Menteri Dalam Negeri, Tito Karnavian mengeluarkan sebuah statement yang "berhasil" memancing diskursus dalam ruang publik. Statement mantan orang nomor satu polri tersebut terkait relevansi pelaksanaan pilkada langsung yang menurutnya justru menimbulkan banyak ekses negatif khususnya mengenai politik uang dan korupsi. Pada intinya, pelaksanaan pilkada langsung harus dievaluasi dan pilkada tidak langsung dapat menjadi solusinya. Tito Karnavian menyampaikan statement demikian saat melakukan rapat kerja dengan komisi II DPR, Rabu (6/11/2019).

Pro dan kontra pun seketika menyeruak dalam ruang publik. Dari ruang akademik, media sosial, media massa, hingga di lingkungan sosial masyarakat.

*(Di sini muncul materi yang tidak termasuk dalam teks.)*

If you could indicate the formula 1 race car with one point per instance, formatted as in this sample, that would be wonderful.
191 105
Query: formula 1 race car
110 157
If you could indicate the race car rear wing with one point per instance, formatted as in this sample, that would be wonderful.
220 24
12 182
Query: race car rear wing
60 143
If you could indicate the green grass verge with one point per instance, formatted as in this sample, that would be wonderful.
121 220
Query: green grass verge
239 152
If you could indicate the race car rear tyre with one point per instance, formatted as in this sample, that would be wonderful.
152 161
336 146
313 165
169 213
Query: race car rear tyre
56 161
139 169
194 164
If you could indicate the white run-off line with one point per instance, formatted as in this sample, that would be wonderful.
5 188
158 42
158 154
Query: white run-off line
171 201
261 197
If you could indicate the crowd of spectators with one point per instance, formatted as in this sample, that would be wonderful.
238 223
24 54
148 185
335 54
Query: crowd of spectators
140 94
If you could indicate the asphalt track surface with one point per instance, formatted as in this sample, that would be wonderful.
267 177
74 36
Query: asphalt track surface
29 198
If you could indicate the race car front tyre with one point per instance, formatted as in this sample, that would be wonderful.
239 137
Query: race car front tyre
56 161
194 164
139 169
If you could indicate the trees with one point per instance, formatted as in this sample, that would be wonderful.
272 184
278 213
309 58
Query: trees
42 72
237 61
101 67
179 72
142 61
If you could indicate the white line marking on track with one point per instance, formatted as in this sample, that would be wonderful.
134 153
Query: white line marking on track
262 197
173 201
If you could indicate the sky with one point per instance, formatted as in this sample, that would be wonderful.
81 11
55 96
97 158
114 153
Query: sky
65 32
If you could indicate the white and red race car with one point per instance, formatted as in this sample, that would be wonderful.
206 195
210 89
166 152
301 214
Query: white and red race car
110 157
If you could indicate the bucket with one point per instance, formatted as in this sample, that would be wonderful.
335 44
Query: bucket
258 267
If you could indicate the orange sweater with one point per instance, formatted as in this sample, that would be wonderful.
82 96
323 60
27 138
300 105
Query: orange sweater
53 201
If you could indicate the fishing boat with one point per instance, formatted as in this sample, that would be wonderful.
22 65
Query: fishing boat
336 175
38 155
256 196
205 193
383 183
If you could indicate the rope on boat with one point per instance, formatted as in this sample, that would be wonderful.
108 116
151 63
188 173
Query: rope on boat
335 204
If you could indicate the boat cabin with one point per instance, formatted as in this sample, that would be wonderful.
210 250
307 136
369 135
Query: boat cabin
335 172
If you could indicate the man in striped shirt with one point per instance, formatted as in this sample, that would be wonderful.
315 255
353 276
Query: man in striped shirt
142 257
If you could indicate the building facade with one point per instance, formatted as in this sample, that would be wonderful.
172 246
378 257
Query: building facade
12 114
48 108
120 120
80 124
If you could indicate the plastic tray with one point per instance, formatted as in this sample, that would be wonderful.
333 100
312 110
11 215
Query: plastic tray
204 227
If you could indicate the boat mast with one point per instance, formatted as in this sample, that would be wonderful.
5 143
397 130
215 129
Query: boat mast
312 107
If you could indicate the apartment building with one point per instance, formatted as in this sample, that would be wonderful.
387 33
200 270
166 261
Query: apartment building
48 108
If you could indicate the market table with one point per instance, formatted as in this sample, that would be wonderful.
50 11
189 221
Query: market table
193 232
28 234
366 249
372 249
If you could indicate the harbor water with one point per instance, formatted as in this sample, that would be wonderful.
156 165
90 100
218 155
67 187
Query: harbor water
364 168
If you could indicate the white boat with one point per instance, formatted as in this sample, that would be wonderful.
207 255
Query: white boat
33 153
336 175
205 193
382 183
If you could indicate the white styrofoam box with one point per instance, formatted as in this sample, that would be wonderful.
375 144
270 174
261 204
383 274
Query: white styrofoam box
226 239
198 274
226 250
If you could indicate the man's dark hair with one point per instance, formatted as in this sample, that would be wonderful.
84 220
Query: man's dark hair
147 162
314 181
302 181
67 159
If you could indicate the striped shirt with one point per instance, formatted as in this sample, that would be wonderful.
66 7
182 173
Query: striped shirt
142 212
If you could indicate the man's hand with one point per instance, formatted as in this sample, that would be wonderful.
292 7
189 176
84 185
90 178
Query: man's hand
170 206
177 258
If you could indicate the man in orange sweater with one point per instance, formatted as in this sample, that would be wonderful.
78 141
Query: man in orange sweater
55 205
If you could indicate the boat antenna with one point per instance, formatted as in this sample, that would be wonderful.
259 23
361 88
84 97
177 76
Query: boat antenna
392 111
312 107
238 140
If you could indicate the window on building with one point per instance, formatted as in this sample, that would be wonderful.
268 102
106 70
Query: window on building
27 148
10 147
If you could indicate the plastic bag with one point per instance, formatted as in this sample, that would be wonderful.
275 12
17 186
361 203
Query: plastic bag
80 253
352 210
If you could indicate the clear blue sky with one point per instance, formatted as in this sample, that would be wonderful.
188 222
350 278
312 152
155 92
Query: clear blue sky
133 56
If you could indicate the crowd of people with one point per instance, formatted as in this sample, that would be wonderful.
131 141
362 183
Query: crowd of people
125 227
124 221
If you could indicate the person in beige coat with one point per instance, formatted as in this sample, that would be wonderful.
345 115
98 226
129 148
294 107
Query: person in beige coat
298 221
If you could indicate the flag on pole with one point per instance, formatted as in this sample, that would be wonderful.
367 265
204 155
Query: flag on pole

Di satu sisi, ada pihak yang tidak setuju seandainya pilkada langsung di rubah kembali menjadi pilkada tidak langsung. Bagi kelompok ini, merubah pilkada langsung menjadi pilkada tidak langsung adalah sebuah kemunduran peradaban demokrasi. Di sisi lain, ada pihak yang menghendaki peninjauan kembali terhadap pelaksanaan pilkada langsung, karena dalam realitasnya, pilkada langsung justru banyak menghasilkan ekses negatif yakni politik uang (hulu) dan korupsi (hilir). Konkretnya, kelompok ini menghendaki dilaksanakannya pilkada tidak langsung sebagai solusi atas kegagalan pilkada langsung dalam mewujudkan peradaban demokrasi yang lebih baik. Alasannya, dengan pilkada tidak langsung, maka politik uang akan dapat dicegah.

Namun, apakah dengan memilih pilkada tidak langsung politik uang lantas bisa dicegah ? tidak juga. Menurut saya, praktik politik uang hanya akan beralih obyek saja. Dari politik uang kepada rakyat saat pilkada langsung menjadi politik uang kepada anggota DPRD bahkan parpol saat dilaksanakan pilkada tidak langsung. Konkretnya, politik uang akan mengarah kepada siapa yang memiliki hak legitimasi suara dalam pilkada.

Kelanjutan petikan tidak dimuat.